The recollision dynamics in the Z pathway for NSDI is rather different from that of the three previous pathways. As shown in the movie, the red recolliding electron returns relatively early near t=1.875c and is deflected in the forward direction after recollision rather than in the backward direction. The result of this recollision is that both bound electrons remain close to the nucleus before the yellow electron escapes near the maximum field strength in the next half laser cycle. The electron energy lines of this pathway, as in Fig. 5 (d), show that even though the recolliding electron carries close to 4 a.u. of energy, it transfers only a very small fraction of its energy to the bound electrons during recollision. This energy leads to immediate and small excitation in both bound electrons. Before the yellow electron can escape, it needs to acquire additional energy from the green electron. Even though the recollision is relatively inefficient, it is still important. Without this recollision, the yellow electron won’t be able to escape by merely capturing energy from the green electron. Hence, this pathway includes detailed 3-e excitation and ionization dynamics not present in the existing 2-e NSDI models [4, 6].

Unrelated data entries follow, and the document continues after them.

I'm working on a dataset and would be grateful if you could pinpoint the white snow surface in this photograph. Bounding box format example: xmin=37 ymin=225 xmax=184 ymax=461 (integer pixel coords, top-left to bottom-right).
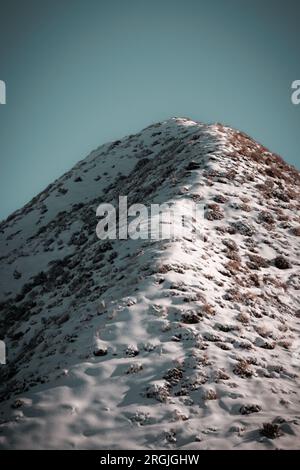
xmin=0 ymin=118 xmax=300 ymax=450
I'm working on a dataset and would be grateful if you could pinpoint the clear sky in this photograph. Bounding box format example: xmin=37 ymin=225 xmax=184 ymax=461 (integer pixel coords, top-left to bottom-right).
xmin=0 ymin=0 xmax=300 ymax=219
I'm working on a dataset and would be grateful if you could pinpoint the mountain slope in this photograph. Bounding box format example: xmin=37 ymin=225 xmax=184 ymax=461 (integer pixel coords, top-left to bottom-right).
xmin=0 ymin=118 xmax=300 ymax=449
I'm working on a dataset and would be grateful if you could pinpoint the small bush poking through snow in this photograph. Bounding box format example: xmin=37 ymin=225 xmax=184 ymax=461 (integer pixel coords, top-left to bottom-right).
xmin=146 ymin=383 xmax=170 ymax=403
xmin=260 ymin=423 xmax=283 ymax=439
xmin=233 ymin=359 xmax=253 ymax=379
xmin=240 ymin=405 xmax=261 ymax=415
xmin=274 ymin=256 xmax=291 ymax=269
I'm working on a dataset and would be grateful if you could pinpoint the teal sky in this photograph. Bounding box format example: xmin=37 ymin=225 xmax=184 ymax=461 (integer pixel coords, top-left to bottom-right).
xmin=0 ymin=0 xmax=300 ymax=219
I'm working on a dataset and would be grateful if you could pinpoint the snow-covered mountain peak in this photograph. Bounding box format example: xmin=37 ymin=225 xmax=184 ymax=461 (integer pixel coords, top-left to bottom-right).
xmin=0 ymin=117 xmax=300 ymax=448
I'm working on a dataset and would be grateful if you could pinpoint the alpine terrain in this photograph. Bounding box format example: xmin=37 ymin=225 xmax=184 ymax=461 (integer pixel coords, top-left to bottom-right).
xmin=0 ymin=118 xmax=300 ymax=449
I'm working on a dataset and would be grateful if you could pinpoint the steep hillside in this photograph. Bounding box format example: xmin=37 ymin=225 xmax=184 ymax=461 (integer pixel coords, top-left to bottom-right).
xmin=0 ymin=118 xmax=300 ymax=449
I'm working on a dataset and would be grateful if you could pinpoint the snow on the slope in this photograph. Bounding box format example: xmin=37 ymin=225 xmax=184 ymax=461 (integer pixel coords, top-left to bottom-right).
xmin=0 ymin=118 xmax=300 ymax=449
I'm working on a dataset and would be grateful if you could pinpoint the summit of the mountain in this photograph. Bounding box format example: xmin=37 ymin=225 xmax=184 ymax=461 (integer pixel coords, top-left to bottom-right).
xmin=0 ymin=117 xmax=300 ymax=449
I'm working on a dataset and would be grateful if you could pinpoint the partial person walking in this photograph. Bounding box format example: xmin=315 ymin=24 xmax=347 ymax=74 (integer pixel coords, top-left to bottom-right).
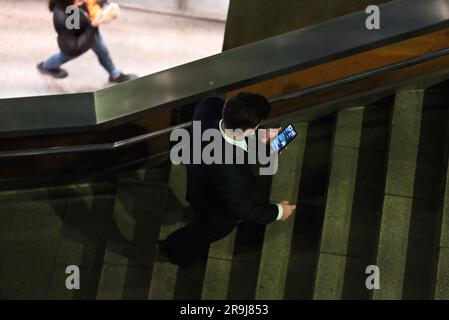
xmin=157 ymin=92 xmax=296 ymax=267
xmin=37 ymin=0 xmax=136 ymax=83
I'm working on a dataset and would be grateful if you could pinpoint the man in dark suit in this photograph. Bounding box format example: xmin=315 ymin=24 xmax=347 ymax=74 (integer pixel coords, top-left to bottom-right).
xmin=159 ymin=92 xmax=296 ymax=266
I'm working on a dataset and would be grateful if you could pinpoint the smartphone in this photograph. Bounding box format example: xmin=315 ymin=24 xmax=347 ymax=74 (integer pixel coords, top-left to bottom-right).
xmin=271 ymin=124 xmax=298 ymax=153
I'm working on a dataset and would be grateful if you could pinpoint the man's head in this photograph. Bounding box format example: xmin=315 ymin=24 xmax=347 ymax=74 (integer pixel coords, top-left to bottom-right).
xmin=223 ymin=92 xmax=271 ymax=137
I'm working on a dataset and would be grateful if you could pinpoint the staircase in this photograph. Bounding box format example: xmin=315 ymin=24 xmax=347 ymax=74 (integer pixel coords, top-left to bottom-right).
xmin=0 ymin=82 xmax=449 ymax=300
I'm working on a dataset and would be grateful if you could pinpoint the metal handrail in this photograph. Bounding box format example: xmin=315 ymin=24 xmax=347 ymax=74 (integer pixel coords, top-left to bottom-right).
xmin=0 ymin=48 xmax=449 ymax=159
xmin=0 ymin=0 xmax=449 ymax=138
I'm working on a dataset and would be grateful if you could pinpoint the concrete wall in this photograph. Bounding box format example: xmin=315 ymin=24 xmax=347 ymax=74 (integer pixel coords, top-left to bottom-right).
xmin=223 ymin=0 xmax=389 ymax=50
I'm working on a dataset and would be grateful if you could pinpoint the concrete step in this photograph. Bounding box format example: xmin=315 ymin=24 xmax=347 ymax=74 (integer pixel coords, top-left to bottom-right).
xmin=373 ymin=90 xmax=424 ymax=299
xmin=148 ymin=165 xmax=188 ymax=300
xmin=435 ymin=156 xmax=449 ymax=300
xmin=97 ymin=181 xmax=168 ymax=300
xmin=256 ymin=122 xmax=307 ymax=300
xmin=201 ymin=230 xmax=237 ymax=300
xmin=314 ymin=107 xmax=364 ymax=299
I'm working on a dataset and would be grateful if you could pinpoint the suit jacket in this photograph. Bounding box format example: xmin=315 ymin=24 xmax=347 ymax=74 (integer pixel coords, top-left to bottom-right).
xmin=186 ymin=98 xmax=278 ymax=226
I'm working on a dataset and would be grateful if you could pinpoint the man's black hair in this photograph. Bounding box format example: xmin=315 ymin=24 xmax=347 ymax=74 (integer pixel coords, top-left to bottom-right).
xmin=223 ymin=92 xmax=271 ymax=131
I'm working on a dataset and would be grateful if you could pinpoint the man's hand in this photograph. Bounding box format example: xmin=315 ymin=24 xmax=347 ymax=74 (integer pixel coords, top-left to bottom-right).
xmin=281 ymin=200 xmax=296 ymax=221
xmin=259 ymin=128 xmax=281 ymax=144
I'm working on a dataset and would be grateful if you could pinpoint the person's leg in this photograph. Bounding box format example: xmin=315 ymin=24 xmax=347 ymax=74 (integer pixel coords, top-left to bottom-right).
xmin=42 ymin=52 xmax=75 ymax=70
xmin=92 ymin=33 xmax=120 ymax=78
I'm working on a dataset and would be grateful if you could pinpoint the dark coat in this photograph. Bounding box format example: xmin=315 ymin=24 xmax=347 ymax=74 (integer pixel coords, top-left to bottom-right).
xmin=187 ymin=98 xmax=278 ymax=228
xmin=53 ymin=5 xmax=104 ymax=57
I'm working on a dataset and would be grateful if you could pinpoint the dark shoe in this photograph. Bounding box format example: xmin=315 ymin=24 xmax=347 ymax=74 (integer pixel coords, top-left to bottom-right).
xmin=37 ymin=62 xmax=69 ymax=79
xmin=109 ymin=73 xmax=137 ymax=83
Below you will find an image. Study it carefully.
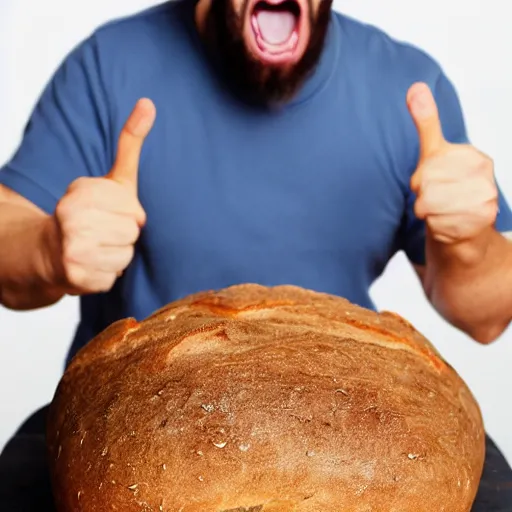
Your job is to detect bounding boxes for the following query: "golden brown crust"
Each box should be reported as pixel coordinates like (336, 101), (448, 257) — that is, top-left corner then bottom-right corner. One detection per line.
(48, 285), (484, 512)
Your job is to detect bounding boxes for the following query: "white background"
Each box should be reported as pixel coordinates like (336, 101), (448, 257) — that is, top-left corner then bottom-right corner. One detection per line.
(0, 0), (512, 461)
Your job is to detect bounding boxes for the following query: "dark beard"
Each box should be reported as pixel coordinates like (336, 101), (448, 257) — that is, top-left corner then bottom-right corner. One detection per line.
(203, 0), (333, 105)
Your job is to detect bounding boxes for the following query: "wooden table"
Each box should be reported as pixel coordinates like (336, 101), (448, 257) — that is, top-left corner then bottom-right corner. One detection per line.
(0, 407), (512, 512)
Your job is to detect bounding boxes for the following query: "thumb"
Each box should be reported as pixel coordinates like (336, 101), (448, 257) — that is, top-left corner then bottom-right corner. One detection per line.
(407, 83), (447, 160)
(107, 98), (156, 193)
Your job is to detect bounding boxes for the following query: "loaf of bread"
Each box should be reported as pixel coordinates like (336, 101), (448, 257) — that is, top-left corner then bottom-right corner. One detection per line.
(48, 284), (485, 512)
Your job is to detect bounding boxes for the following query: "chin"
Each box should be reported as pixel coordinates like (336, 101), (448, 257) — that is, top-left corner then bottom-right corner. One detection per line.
(243, 0), (312, 68)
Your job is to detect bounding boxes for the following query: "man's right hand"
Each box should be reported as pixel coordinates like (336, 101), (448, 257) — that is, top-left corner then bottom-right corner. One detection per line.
(47, 99), (156, 295)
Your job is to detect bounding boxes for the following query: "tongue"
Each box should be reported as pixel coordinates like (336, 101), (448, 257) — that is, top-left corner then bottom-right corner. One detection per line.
(256, 10), (295, 45)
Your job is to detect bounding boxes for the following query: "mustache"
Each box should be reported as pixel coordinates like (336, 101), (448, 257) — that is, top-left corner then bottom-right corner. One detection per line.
(200, 0), (333, 105)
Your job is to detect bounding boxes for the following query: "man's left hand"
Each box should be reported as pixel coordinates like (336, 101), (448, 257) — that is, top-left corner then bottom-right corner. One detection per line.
(407, 83), (498, 245)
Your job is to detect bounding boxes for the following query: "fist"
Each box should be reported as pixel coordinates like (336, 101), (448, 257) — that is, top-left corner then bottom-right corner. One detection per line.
(52, 99), (155, 295)
(407, 83), (498, 244)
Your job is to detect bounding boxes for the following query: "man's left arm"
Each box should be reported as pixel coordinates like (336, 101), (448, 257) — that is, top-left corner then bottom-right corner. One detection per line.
(407, 76), (512, 343)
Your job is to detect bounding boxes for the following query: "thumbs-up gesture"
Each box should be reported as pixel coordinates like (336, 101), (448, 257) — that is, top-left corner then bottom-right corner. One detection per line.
(407, 83), (498, 244)
(50, 99), (156, 295)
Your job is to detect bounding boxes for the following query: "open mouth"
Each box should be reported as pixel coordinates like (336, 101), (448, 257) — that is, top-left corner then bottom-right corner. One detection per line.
(246, 0), (308, 64)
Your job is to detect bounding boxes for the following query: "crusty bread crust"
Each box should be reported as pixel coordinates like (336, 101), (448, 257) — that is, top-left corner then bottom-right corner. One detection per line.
(48, 284), (485, 512)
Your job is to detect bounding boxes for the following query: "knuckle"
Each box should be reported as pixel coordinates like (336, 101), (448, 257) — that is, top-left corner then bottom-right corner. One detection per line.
(97, 274), (117, 293)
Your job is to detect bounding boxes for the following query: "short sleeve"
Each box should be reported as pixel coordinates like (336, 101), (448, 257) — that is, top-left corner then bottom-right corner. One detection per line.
(0, 36), (112, 213)
(401, 72), (512, 265)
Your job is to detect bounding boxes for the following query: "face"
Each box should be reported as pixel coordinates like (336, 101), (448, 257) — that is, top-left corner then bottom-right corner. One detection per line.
(196, 0), (332, 104)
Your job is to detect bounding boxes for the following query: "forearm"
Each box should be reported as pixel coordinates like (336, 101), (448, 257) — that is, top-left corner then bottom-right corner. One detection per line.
(424, 229), (512, 343)
(0, 202), (63, 310)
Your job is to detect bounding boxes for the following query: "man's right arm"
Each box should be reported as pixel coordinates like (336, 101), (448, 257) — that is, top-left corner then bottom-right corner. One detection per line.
(0, 99), (156, 310)
(0, 185), (64, 310)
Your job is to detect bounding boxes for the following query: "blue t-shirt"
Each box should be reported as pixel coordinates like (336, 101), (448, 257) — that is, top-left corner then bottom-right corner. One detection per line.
(0, 0), (512, 364)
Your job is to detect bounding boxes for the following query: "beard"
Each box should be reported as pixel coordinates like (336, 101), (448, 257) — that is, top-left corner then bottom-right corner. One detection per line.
(203, 0), (333, 105)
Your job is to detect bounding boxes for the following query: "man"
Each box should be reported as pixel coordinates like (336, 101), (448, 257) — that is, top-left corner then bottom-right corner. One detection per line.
(0, 0), (512, 508)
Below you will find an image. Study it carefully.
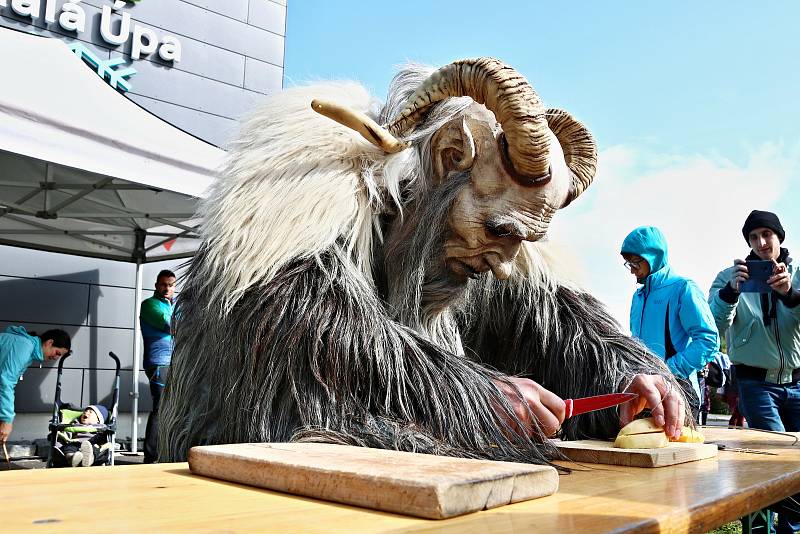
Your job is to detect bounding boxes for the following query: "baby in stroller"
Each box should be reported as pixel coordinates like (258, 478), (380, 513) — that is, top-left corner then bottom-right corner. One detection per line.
(53, 404), (112, 467)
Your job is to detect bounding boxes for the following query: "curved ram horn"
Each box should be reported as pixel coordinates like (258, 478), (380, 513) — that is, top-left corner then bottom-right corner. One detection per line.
(546, 109), (597, 207)
(311, 99), (408, 154)
(386, 57), (550, 185)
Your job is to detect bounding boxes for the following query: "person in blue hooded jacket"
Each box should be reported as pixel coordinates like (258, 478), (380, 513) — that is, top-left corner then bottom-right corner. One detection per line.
(139, 269), (176, 464)
(0, 326), (71, 442)
(620, 226), (719, 418)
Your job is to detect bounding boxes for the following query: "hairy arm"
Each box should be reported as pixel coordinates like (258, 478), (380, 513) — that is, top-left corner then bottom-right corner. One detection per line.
(667, 281), (719, 378)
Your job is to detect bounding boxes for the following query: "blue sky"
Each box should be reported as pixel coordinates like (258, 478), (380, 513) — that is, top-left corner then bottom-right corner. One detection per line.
(285, 0), (800, 324)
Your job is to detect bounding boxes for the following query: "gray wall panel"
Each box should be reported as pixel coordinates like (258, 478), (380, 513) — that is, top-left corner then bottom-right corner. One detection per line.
(89, 286), (136, 328)
(252, 0), (286, 35)
(112, 31), (245, 88)
(129, 94), (238, 147)
(244, 57), (283, 94)
(184, 0), (248, 22)
(12, 365), (84, 412)
(0, 0), (286, 428)
(126, 61), (260, 119)
(0, 321), (133, 369)
(0, 0), (286, 146)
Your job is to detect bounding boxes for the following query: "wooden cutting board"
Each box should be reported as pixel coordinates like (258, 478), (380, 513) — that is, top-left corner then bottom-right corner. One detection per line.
(553, 439), (717, 467)
(189, 443), (558, 519)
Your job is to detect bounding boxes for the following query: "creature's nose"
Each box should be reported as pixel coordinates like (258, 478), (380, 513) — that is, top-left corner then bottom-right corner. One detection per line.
(486, 220), (527, 241)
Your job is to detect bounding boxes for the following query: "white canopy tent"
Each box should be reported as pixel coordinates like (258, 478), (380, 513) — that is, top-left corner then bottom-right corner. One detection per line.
(0, 28), (225, 452)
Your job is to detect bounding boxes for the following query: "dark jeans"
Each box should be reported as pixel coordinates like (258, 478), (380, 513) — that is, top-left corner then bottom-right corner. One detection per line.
(144, 365), (169, 464)
(737, 377), (800, 534)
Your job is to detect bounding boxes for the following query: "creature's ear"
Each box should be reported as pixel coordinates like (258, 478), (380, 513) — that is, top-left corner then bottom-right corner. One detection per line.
(431, 117), (475, 181)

In summary, a large ensemble of 3-e classical trajectories produces argon-like double- and triple-ionization momentum distributions at I=0.8PW/cm². Our classical analysis suggests that, in both the NSDI and NSTI processes, the high and low momentum Ar ions mainly come from the NZ and Z trajectories, i.e. trajectories have and do not have all ionized electrons ejected to the same side along the laser polarization axis, respectively. A multi-electron recollision can initiate these different NZ and Z trajectories of NSTI and NSDI, depending on the degree of e-e interaction and energy of the recolliding electron. If substantial e-e interactions among the 3 electron pairs can be initiated, the three electrons can then acquire enough energy and, subsequently, escape the nucleus either together in an attosecond timescale or at different half laser cycles. On the contrary, if the recollision does not create a substantial 3-e interaction, then 2-electron emission is more likely to take place.